It is a bit odd that the convention in English is to translate American Indian names (e.g. we call the famous Lakota "Crazy Horse" and not "Tȟašúŋke Witkó") but that we transliterate Ancient Greek names (e.g. we call the famous Athenian "Plato" and not "Broad-Shoulders"). This is usually said to be "racist," as if we are looking down on American Indians, but I think the opposite, that we should rather translate the names of other languages so that their meaning isn't veiled: the more I study Greek, and the more I study the Mysteries, the more clear it is to me that names are everything and are worth the closest study.

(Indeed, while I am estranged from my family, I am grateful for the name they gave me: Ἰάσων Jason "of Iaso," that is, a dedication to the goddess of recuperation from disease, which has been the purpose of this life—and, indeed, is the meaning behind the myth of my heroic namesake.)

Here's a few miscellaneous name-notes I've run across recently as I struggle my way through Homer.

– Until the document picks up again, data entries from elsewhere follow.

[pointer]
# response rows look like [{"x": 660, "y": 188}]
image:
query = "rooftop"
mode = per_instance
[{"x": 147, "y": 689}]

  • νεφεληγερέτα Ζεύς nephelegereta Zeus is usually translated "Zeus Cloud-Gatherer," with the epithet traditionally derived from νεφελη-ἀγείρετα nephele-ageireta "who gathers clouds to himself;" but I wonder if it is, in fact, the simpler νεφελη-γερέτα nephele-gereta "who was given the clouds as his king's prerogative" (cf. Homer, Iliad XV 187–93).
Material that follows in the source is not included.